杉浦貴&桜庭和志のノア・GHCタッグ王者コンビが2日連続で後楽園ホール登場を果たした。
10月27日、桜庭がプロデュースするグラップリング大会『QUINTET』では、エキシビションマッチで両者が対戦。足関節技を禁止したグレコローマンルールで、一本となっても8分間フルタイムまで試合が続くアイアンマンマッチだ(一本数1-0で桜庭勝利)。8分間とはいえいつもと違うルール・競技だけにかなり疲労度も高かった模様。それも含めて「刺激になった」と杉浦は言う。
翌28日はノア後楽園大会で王座防衛戦。挑戦者のマサ北宮&征矢学は団体でも屈指のパワーファイター。桜庭はQUINTETの会場でも「相手がデカいので気をつけないと」と語っていた。
とはいえベテランならではの余裕と経験値もある。桜庭はチャンピオンベルトとともにおなじみのオリジナルベルト「SAKUベルト」を巻いて入場。杉浦も「SUGIベルト」とGHCタッグでベルト2本。杉浦曰く「自称・二冠王」だ。
試合開始直前「桜庭出てこい!」と吠える征矢に、桜庭は「呼び捨てすんな!」。ベルト奪取に燃える挑戦者をあしらうと、ゴング後は弾道(ラリアット)を武器にする征矢の腕に関節技地獄。杉浦はマット界随一の鋭さを誇るエルボーを連打していく。
桜庭が北宮のセントーン、ブレーンバスターで悶絶するなどピンチの場面もあったが、サブミッション一発で試合を決められるのが桜庭の強み。勝負どころと見た征矢の突進に飛びついて腕を取り、腕を固めてタップを奪った。
試合後のリングには丸藤正道が上がり、タイトル挑戦表明。パートナーは船木誠勝だ。桜庭と船木という“U系”がルーツにある選手同志がノアのベルトを争うのは興味深い。杉浦と船木の激突も新鮮だ。

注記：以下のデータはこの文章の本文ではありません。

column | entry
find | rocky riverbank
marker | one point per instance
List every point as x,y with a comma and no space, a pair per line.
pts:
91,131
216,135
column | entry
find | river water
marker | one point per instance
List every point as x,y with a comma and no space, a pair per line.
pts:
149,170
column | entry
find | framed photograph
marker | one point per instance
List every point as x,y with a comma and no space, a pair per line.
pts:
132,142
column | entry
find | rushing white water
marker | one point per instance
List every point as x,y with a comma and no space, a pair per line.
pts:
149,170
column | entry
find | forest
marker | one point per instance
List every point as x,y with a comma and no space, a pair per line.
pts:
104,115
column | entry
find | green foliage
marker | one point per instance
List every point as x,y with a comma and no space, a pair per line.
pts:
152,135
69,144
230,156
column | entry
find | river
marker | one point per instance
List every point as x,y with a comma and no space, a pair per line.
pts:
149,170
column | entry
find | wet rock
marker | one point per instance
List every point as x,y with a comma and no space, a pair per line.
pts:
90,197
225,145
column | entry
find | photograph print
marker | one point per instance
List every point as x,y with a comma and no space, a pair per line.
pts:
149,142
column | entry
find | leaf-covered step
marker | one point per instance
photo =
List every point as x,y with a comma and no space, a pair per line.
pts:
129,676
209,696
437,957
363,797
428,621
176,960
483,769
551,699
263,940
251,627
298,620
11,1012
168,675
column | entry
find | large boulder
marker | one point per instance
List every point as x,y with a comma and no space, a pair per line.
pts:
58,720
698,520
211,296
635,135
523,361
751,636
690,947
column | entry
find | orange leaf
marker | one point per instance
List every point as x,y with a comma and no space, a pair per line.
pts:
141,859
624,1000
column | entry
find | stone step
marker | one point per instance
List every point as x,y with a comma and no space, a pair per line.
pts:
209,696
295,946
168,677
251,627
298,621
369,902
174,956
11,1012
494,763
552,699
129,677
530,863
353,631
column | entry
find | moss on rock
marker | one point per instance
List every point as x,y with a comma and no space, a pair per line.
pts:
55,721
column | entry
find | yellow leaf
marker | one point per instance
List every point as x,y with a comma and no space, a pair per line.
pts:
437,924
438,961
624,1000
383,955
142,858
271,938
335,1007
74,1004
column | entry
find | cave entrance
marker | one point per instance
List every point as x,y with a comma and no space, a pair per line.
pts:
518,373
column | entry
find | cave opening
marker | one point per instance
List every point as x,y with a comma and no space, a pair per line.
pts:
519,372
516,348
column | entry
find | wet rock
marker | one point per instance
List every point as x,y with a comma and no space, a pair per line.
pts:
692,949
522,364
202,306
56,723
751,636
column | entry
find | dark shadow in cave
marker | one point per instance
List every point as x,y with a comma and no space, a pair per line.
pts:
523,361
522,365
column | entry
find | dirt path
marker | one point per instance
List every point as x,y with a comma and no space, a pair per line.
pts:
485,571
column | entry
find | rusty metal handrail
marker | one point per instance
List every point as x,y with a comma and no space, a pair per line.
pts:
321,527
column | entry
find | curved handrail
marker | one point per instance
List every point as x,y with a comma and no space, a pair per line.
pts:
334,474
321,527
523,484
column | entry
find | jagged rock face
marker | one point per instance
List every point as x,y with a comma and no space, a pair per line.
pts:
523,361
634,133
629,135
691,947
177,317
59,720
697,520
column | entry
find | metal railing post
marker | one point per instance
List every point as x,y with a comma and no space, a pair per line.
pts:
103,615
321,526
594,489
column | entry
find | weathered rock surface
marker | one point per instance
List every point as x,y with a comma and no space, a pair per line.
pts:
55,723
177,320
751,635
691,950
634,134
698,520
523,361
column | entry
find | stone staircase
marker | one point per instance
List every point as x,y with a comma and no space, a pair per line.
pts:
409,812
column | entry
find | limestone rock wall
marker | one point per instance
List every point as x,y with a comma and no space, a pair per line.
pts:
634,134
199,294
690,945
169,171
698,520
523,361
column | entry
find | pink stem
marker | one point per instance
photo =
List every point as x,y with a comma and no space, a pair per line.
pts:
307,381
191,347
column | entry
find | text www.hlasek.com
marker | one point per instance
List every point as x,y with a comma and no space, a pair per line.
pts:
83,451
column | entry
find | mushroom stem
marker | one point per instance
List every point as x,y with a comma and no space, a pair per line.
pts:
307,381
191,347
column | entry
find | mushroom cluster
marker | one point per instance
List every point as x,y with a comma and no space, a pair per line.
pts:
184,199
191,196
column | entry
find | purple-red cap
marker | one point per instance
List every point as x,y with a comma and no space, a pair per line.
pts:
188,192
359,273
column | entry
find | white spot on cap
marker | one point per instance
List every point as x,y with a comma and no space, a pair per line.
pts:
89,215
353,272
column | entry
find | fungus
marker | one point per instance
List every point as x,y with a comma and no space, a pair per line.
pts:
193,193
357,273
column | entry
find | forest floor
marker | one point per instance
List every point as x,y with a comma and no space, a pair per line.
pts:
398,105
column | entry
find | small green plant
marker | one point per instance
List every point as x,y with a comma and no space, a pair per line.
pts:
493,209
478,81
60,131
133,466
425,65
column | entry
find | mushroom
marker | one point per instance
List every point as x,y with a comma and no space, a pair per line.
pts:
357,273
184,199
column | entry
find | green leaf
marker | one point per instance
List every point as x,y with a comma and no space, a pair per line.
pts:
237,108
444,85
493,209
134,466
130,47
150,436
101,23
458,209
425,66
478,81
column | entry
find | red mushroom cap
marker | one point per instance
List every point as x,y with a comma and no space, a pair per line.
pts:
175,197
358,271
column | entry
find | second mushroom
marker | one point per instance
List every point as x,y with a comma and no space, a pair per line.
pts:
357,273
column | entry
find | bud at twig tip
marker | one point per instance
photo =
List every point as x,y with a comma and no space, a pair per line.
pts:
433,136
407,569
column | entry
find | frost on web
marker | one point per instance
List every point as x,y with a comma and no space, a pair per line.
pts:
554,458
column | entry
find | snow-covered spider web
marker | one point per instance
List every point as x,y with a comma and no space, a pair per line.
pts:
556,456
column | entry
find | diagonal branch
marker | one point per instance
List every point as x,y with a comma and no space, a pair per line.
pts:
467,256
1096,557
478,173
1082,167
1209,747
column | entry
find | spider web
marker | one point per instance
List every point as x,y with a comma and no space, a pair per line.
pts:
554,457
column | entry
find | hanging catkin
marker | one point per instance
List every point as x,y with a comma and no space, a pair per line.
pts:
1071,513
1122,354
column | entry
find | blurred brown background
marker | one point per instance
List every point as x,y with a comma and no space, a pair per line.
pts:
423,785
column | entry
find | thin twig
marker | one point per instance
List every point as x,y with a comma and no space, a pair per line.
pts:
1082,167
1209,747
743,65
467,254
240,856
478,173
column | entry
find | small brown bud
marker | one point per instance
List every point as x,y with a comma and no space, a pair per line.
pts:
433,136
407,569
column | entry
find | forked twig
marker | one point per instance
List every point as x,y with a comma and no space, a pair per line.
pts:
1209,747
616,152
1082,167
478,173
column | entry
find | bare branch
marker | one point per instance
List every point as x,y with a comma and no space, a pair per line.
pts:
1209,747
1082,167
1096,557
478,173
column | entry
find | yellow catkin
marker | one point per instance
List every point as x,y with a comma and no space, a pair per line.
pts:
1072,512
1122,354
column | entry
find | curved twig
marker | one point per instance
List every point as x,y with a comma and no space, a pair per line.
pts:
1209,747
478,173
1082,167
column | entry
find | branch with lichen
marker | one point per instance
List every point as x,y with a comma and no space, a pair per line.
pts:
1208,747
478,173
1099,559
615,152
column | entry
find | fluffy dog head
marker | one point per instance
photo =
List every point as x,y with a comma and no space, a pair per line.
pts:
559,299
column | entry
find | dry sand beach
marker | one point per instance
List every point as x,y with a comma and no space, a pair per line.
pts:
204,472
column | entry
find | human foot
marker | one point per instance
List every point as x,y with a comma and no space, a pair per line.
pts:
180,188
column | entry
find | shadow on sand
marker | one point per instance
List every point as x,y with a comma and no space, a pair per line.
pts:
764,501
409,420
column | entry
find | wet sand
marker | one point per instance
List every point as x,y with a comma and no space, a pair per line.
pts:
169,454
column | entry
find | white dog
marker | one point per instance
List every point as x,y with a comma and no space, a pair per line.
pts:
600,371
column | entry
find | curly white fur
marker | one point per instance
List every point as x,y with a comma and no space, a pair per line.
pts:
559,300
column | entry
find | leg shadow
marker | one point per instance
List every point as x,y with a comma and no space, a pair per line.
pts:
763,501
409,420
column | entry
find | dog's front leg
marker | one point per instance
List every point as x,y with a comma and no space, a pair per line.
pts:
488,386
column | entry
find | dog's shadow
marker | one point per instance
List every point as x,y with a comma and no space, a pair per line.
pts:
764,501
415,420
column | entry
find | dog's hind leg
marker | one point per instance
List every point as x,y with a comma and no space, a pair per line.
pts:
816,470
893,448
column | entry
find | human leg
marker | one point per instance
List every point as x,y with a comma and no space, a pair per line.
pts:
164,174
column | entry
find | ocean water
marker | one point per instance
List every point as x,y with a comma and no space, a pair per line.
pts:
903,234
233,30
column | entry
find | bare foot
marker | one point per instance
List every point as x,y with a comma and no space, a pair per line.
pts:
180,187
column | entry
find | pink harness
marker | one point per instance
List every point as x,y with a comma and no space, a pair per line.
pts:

「桜庭さん、ノアのリングでプロレス楽しんでますね。そのベルトかけて、もっと楽しみませんか」
丸藤の言葉に桜庭はインタビュースペースで答えている。
「本当に楽しいですし、楽しんでやったほうがいいですからね。(杉浦が)頑張ってるんで自分も頑張らないと」
杉浦は丸藤の挑戦表明に「いつにする?」と即答。モチベーションの高いベテラン4人には、次のビッグマッチである11.22横浜武道館大会でのタイトルマッチが用意された。
ちなみにフィニッシュの技名は「変型キーロック2」に決まったが、桜庭は取材陣に「杉浦ロックでいいんじゃないですか?」。さすがに「オレ何もしてないじゃん(笑)」(杉浦)ということで却下となったが、51歳の桜庭と50歳の杉浦は最後まで肩の力が抜けた名コンビぶりを見せたのだった。